Slowly, gently, Joan petted the back of his head. He still had his hair, although it was patchier. The skin underneath was pink and soft.
“It breaks my heart that I’m going to leave and you’re going to stay here and keep on going.”
“The treatments could work.”
“Let’s talk realistically,” Bill said. “I married you because I liked that side of you.”
They sat facing a poster that featured a starlet in a long gown, opposite an exceptionally attractive farmer. Joan didn’t like most new movies these days; she didn’t understand the storylines, which she found illogical. “If I could, I would give you ten years from my life.”
“You have no idea what you’re saying. You don’t know how much you really want to keep going at the end.”
“Still. I would.”
He clasped her hand. “To tell the truth, I would probably take it.” A movie was being let out; the doors opened and the audience streamed forth, blinking in the light.
“Motherfuckers,” Bill whispered, watching them.
Bill continued to diminish. At night Joan would bring him a cup of cranberry juice, his favorite drink from childhood, and if he was asleep, she would leave it by the bed and kiss his cheek.
She became religious about kissing his cheek; she felt she was showing bad faith to the gods if she didn’t do so (though Joan was undecided what gods, if any, she believed in).

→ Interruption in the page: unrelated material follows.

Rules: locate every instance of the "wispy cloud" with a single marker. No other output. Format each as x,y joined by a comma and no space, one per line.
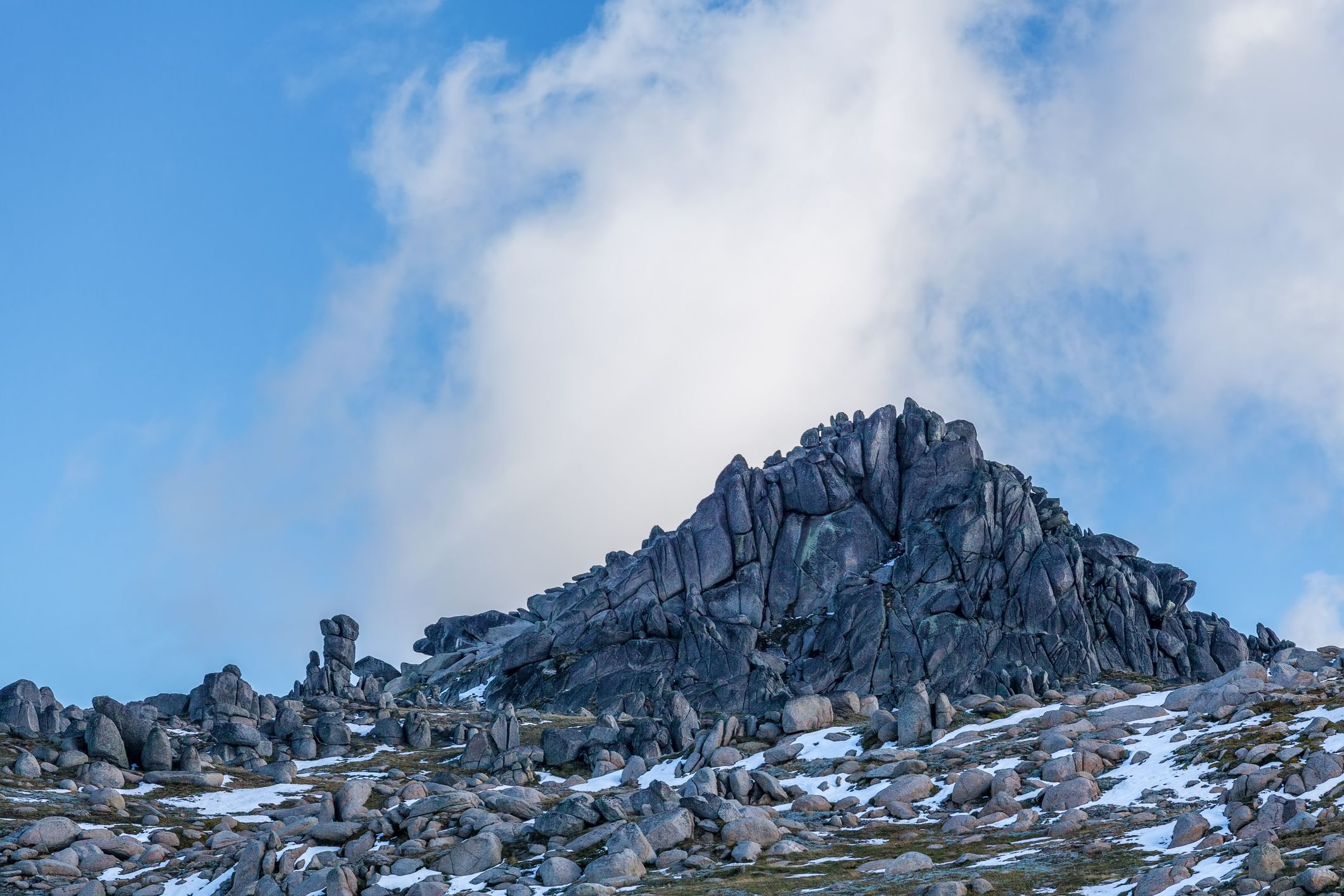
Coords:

“Do you regret marrying me?” Bill asked one evening.
“Of course not.”
“Even when I saw other women?”
“There’s no reason to talk about that now.”
Joan was no longer bitter about Bill’s indiscretions.
Perhaps in his position, she might even have done the same.
It seemed to her a blessing that she had not left him, as she would only have had to return and visit, as each of his ex-wives had, and witness how little she meant to him now.
Agatha and Evie had come days apart; Joan had seen how they arrived expecting some significant farewell from Bill, tears or heavy words, because there once was a time when he had loved no one more than each of them—but in the end he’d waved them away with the same emotion that he might have for an acquaintance.
You tried hard to make yourself matter to others; you chased after and thought of them, and then you didn’t.
You cared about people in the moment, and then they dropped away.
Children were the only exception to this, and even then, not always.
Pointless, was the word that kept coming into Joan’s head. Pointless, pointless, pointless.
“Do you think you should just kill me?” Bill asked another night. It had been an uneventful evening, one without much pain or nausea. He had not required assistance on the toilet, nor in the shower that morning.
“No.”
“It’s something we should at least discuss.”